"Six hundred dollars?" Bethany gaped at the mechanic. The man was unknown to her, just the first possible help that she had found along the road to Dallas after steam had started pouring out from under the hood of her pathetic little heap. "You've got to be kidding. The car wasn't worth six hundred bucks when I started out in it!"
The hulking fellow wiped grease from his hands with a grimy red cloth. "Can't argue with that," he agreed, eyeing the offending vehicle.
"Look, I'm not even going as far as Dallas," she pleaded, clutching the thin cotton skirt of her empire-style, ankle-length, blue-and-white-flowered sundress, inadvertently pulling the fabric taut across her distended belly. Her slen-derness made her look further along in her pregnancy than she actually was, but she didn't think about that now. "Isn't there something you can do to get me to Buffalo Creek?"
He scratched his bald head. "Tell you what, I'll give you three hundred cash for it as is. Maybe I can part it out, get my money back that way."
"Three hundred?" Bethany repeated in dismay.
Making three hundred dollars beat shelling out six hundred that she did not even have, but how was she to make it to Buffalo Creek if she sold her car? The baby moved, producing an odd fluttering sensation inside her abdomen, as if to say she might as well get on with it. She wasn't going anywhere in a broken-down car that she couldn't fix, anyway, so she really had no choice here. That didn't solve the problem, though. She shook her head, trying to see another way.

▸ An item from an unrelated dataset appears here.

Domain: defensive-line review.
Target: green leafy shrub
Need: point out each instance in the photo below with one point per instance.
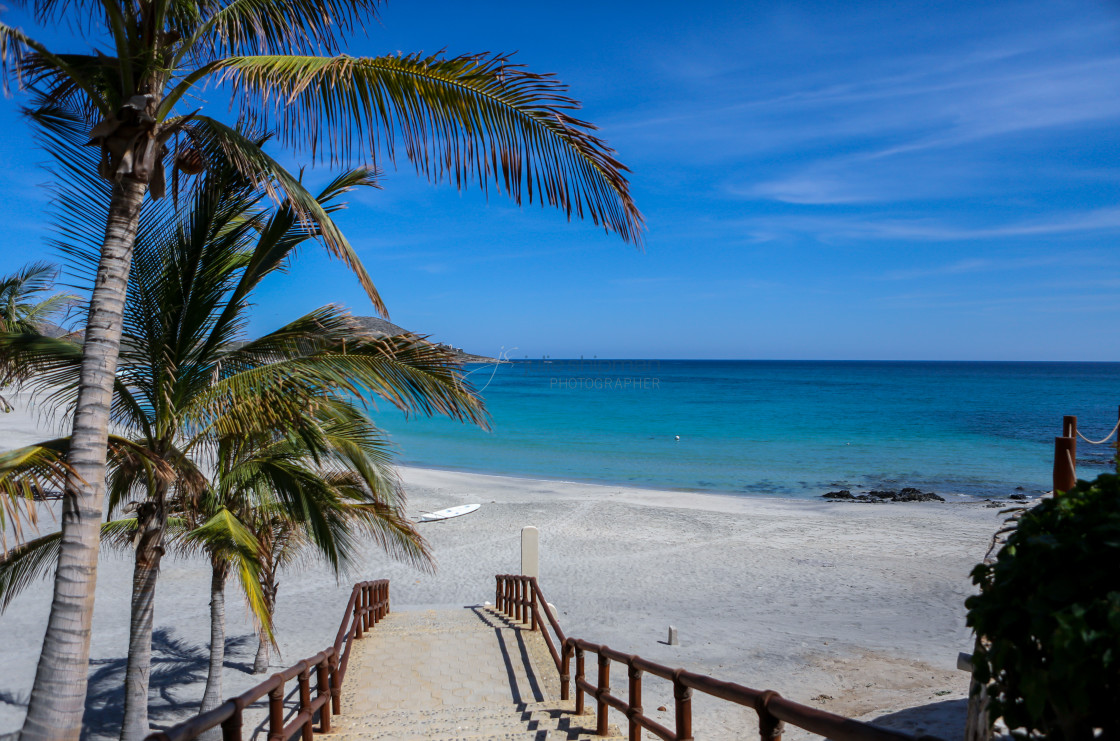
(1048, 610)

The tubby, middle-aged man spread his hands, displaying sweat stains on his coveralls. Bethany didn't know how he managed to work in this old garage in the stifling July heat.

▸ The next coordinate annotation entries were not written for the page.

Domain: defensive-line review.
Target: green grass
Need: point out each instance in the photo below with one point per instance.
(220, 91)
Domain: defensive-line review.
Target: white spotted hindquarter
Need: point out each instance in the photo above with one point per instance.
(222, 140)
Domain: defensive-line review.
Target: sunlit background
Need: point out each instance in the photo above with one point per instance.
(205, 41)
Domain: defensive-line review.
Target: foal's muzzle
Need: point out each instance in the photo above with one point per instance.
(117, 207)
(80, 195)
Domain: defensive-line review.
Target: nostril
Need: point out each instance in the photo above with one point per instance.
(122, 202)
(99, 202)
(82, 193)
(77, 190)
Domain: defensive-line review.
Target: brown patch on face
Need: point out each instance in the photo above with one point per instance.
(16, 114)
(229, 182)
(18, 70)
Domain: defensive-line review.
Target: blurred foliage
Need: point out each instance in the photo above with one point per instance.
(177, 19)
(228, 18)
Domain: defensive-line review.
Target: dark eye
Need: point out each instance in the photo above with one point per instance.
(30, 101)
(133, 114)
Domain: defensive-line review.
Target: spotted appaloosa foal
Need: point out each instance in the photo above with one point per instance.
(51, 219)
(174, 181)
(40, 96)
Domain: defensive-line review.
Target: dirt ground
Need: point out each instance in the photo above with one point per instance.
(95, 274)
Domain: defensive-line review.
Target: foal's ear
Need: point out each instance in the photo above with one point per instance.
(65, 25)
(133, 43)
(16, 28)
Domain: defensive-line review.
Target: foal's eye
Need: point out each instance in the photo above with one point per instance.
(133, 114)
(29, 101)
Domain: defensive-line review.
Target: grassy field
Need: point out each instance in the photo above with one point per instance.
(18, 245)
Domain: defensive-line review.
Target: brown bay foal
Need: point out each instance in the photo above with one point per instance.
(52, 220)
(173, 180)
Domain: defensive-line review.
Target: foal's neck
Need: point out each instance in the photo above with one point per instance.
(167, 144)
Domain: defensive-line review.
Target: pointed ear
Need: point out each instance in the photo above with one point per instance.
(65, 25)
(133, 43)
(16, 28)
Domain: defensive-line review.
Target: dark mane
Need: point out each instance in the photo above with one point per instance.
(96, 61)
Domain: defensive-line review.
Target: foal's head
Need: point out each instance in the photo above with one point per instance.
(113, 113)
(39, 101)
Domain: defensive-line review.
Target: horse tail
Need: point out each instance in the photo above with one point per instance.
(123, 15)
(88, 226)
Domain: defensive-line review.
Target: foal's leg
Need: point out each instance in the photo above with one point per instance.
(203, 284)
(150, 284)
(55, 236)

"Sorry. Best I can do," he said. "You can always get a bus ticket at the diner next door."
Well, that was better than nothing, she supposed. Sighing, she shook back her dark hair and smoothed her hands over her mounded belly, feeling a cramp building.
The cramps had started a couple weeks ago, at only five months into her pregnancy. She had attributed them to stress. Lately, her life had consisted of reeling blow after reeling blow. This was just one more.
Trying to look on the bright side, she reminded herself that three hundred bucks would more than double her pathetic bankroll. Besides, it was really her only option. She could take the money and buy a bus ticket or sit beside the road until she grew roots here, just a couple hours from her brother.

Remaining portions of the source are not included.